Huntress by Malinda LoFantasy. Set in the same universe as author Malinda Lo's Ash but centuries earlier, this is the story of two girls at the Academy of Sages: emerging seer Taisin and apprentice huntress Kaede. Spring hasn't come to the kingdom in years, and the relentless winter threatens the survival of both humans and fey. When the Fairy Queen invites the human King to confer, he sends his son, along with Kaede and Taisin, to the fairies' city. On the journey, a tender yet bittersweet romance blossoms between the girls, despite the obstacles presented by Taisin's visions and Kaede's family. Readers who enjoy lush, leisurely writing punctuated by heated action and adventure will be captivated.
Crash by Lisa McMannParanormal Romance. As if being a teenager with a family-owned restaurant that requires her to drive a double-meatball-shaped food truck to school wasn't weird enough, Jules Demarco has begun seeing visions of a crash that results in the deaths of numerous people -- including her forbidden crush, Sawyer. As the visions escalate, Jules races to stop the deadly crash from occurring without making everyone around her think she's inherited her family's tendency to mental illness. Veteran author Lisa McMann's 1st entry in her Visions series is sure to appeal to fans of fun paranormal mysteries such as Kim Harrington's Clarity series.

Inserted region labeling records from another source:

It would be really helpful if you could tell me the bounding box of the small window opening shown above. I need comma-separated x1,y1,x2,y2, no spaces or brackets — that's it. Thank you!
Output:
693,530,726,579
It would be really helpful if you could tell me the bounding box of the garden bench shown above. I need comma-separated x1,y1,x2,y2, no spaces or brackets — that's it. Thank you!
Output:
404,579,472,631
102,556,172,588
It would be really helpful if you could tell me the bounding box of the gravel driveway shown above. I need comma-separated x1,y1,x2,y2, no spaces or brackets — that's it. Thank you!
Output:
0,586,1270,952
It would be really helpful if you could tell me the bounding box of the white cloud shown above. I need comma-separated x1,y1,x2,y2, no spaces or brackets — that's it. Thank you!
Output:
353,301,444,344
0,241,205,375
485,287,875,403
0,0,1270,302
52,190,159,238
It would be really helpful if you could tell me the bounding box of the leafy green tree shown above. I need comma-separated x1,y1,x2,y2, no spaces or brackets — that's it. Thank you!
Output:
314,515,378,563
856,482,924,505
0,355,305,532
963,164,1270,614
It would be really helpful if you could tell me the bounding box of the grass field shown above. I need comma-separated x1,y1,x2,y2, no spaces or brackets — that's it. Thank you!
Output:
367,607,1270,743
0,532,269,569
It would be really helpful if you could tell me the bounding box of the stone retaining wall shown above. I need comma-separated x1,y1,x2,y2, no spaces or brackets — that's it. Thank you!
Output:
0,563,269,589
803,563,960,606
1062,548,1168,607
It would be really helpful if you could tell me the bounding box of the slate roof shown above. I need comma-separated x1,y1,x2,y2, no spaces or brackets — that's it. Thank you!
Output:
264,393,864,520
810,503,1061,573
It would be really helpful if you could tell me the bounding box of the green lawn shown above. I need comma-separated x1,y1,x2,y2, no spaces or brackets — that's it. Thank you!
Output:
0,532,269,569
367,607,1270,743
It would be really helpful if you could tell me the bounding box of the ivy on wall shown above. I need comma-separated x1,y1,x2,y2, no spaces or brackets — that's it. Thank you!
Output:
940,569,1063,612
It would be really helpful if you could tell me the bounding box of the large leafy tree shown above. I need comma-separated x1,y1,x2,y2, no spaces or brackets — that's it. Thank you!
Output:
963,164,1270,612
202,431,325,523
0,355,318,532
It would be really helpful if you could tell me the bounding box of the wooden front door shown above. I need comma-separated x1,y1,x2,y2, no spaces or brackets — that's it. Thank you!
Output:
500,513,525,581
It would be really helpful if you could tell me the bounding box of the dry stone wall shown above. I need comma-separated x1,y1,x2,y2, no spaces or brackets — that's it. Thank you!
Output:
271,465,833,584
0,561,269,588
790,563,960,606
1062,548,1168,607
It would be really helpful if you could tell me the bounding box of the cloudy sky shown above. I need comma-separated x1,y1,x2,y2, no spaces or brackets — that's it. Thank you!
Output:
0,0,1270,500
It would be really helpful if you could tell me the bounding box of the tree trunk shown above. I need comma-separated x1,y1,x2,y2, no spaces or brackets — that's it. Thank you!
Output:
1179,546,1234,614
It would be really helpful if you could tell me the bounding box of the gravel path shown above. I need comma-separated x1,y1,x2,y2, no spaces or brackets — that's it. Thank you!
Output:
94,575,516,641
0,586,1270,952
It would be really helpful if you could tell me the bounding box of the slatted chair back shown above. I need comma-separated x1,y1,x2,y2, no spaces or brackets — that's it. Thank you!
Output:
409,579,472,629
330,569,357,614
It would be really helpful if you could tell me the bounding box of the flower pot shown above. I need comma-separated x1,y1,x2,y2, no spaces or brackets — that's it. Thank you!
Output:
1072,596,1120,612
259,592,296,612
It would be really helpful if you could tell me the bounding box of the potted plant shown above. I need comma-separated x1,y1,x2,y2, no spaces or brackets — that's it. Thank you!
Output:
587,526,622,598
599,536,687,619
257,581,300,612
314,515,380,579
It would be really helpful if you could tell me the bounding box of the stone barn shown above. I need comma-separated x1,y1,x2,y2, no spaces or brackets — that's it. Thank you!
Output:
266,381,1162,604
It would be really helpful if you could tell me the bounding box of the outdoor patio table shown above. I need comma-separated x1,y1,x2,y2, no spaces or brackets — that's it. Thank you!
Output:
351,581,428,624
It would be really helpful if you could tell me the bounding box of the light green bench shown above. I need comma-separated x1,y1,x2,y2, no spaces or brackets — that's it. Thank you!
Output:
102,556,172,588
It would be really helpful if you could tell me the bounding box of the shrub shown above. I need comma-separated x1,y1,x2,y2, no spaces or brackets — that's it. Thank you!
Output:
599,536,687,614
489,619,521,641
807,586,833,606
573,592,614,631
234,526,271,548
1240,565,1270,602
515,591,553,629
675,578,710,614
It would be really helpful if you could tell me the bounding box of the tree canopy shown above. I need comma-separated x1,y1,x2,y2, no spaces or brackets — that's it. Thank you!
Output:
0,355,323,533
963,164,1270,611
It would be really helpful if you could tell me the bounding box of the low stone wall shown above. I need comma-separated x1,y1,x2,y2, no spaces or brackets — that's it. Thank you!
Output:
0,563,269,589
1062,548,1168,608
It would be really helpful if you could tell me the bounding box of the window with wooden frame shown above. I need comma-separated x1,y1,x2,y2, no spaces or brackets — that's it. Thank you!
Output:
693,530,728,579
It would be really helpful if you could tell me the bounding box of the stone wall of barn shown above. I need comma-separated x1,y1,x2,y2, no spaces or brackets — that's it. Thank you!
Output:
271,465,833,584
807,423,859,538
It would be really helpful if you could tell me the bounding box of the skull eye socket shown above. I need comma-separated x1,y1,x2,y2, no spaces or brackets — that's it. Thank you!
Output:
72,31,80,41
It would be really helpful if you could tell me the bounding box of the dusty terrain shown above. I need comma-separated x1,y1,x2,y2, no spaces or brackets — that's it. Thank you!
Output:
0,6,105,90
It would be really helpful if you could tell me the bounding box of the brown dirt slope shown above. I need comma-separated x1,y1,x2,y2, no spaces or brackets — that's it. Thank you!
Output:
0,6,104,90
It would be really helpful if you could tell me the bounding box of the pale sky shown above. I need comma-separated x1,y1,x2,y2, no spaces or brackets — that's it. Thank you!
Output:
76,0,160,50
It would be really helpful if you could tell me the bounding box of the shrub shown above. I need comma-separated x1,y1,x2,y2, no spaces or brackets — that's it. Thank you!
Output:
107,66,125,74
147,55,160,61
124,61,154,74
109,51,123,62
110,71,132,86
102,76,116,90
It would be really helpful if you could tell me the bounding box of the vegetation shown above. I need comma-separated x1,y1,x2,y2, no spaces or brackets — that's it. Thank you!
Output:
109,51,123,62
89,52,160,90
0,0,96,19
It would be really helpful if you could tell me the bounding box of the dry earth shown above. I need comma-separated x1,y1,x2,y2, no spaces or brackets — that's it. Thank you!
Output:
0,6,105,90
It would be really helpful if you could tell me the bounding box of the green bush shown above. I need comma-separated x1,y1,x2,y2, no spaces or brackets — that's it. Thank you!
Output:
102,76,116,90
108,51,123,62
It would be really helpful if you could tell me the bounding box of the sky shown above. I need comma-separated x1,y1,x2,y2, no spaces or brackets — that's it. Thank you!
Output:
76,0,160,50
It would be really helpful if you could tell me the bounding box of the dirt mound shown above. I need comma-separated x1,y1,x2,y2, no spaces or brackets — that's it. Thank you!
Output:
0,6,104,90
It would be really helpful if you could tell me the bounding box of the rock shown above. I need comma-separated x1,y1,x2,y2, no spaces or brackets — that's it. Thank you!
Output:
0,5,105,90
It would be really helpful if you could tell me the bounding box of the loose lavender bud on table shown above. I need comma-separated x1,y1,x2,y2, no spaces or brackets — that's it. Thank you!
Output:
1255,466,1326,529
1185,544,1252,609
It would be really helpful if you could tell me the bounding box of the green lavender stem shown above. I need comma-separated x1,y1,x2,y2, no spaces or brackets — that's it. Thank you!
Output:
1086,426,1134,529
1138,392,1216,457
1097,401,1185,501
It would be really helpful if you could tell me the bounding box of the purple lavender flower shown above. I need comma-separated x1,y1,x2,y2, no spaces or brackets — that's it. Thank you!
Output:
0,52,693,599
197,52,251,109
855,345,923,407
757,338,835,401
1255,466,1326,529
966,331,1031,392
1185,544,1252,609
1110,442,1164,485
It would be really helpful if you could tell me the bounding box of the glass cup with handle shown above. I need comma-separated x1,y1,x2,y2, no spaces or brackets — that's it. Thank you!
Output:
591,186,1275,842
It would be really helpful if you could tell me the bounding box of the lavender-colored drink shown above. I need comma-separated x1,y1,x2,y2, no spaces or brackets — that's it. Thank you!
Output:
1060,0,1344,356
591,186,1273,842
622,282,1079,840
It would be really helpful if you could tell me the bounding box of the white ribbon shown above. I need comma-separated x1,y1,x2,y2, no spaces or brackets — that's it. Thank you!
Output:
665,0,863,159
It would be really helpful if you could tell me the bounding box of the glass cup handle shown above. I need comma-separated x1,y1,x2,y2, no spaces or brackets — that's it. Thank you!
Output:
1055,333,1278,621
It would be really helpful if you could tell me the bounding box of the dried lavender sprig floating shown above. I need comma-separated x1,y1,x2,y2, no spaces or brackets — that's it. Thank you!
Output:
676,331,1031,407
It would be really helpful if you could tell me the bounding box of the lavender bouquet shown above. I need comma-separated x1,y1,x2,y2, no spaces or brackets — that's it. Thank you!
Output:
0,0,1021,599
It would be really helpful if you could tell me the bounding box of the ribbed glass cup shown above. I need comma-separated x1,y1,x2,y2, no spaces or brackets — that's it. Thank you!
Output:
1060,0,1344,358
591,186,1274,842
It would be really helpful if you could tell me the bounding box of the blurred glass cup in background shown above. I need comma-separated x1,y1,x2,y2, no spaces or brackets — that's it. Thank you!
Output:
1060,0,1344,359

Poison by Bridget ZinnFantasy. Following a botched attempt to poison Princess Ariana, 16-year-old Master Potioner Kyra is on the run. Once, she was Ariana's best friend, but Kyra's pesky (not to mention terrifying) visions seem to indicate that Ariana will be the kingdom's downfall. So now, with an adorable tracking pig named Rosie for company and an annoyingly attractive rogue named Fred on her trail, Kyra's got to elude the army (not to mention witches, goblins, and her ex-fiance) long enough to stop Ariana and save the kingdom. Featuring a feisty and resourceful heroine, this frothy, fast-paced fantasy is a perfect pick for fans of Gail Carson Levine's Ella Enchanted.